The recent results from the Organization for Economic Cooperation and Development (OECD) 2018 Program for International Student Assessment (PISA) revealed the disturbing state of education in the Philippines: The country ranked lowest in reading comprehension and was second-lowest in science and mathematics.
The program tested 600.000 15-year-olds across the country in science, math, and English. The results revealed that even basic comprehension skills were beyond many of the teens included in the survey but also showed that socioeconomic factors affect students’ learning. The data showed the value of intervention and financial aid to economically disadvantaged students in countries like the Philippines, where a family’s financial status is an advantage to obtaining a better education.

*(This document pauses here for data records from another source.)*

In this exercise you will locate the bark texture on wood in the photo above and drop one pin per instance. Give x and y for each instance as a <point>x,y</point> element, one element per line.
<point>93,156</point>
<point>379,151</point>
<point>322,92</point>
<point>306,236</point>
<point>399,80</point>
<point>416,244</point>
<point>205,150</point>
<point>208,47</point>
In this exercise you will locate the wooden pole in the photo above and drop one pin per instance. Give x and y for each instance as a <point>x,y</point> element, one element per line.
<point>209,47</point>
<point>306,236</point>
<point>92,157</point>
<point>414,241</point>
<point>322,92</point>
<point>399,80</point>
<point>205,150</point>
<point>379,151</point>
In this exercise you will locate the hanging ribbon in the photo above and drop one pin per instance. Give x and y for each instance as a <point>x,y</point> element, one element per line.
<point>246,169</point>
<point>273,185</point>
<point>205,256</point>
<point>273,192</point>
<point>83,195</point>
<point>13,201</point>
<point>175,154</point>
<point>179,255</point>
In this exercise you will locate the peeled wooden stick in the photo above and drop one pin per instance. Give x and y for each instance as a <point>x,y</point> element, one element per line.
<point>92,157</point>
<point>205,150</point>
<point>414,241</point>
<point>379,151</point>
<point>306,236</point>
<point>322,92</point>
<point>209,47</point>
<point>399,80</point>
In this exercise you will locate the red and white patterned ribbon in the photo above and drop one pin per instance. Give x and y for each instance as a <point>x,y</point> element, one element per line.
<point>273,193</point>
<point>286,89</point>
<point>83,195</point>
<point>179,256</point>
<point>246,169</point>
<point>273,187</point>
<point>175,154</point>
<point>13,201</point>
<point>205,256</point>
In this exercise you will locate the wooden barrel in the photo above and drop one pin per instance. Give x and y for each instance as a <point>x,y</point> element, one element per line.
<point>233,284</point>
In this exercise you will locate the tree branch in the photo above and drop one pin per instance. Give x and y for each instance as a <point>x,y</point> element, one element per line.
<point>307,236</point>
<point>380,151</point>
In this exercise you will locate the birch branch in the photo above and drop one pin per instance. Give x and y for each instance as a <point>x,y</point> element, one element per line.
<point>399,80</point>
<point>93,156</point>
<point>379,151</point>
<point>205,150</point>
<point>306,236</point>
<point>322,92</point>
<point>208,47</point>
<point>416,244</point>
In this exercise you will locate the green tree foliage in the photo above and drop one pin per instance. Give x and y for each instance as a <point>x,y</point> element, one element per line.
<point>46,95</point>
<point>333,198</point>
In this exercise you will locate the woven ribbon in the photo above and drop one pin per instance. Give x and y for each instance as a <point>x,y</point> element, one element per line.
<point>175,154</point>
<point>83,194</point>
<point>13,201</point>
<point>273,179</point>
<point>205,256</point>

The country has many educational institutions, both public and private, but many of them follow the country’s educational system. However, several international schools in Manila have adapted curriculums from the United Kingdom, Korea, and the United States.
International Schools, Global Communities
Many families recognize the advantage of putting their children in an international school, as students are exposed to a global community. The curriculums of many of these schools follow a certain country’s educational system and even offer IB programs that encourage academic and personal achievement. Some of these schools also create partnerships with other learning institutions so that their students can explore other areas of interest and learning, whether it’s sports, drama, cultural studies, or science.
But at What Price?
Though these schools offer the best education, many average Filipino families are not able to enroll their children in such institutions. The lowest fees could be at 5,000 USD for primary school education, the average annual salary of an employee in the Philippines. These schools recognize the disparity, and some of them offer scholarships to Filipino students, as long as they meet certain conditions.
These can include academic excellence and evidence of lack of financial support, but even with the financial aid offered, parents might still be required to pay part of the tuition. The OECD explains that the PISA results emphasize the need for educators and policymakers in the country to create initiatives that would help the country’s students.
It Takes a Village
Many local government units (LGU) are now exploring other ways to improve the situation. Some local companies have used their corporate social responsibility programs to aid promising students. Other educational institutions are also taking part in these programs, often sharing their expertise and knowledge to increase the country’s number of innovators and researchers. The country has also lagged in Southeast Asia in producing researchers and scientists, despite having more institutions of higher education in the country.
The OECD results, though embarrassing, can be used by the government to shore up support for local education. Whether it is an increase in budget, the creation of more policies that support teachers and public schools, or a push for science and technology subjects, the possibilities are now endless for the government. The exploration of alternatives to improve the Filipino student’s learning is only the beginning of the country’s students.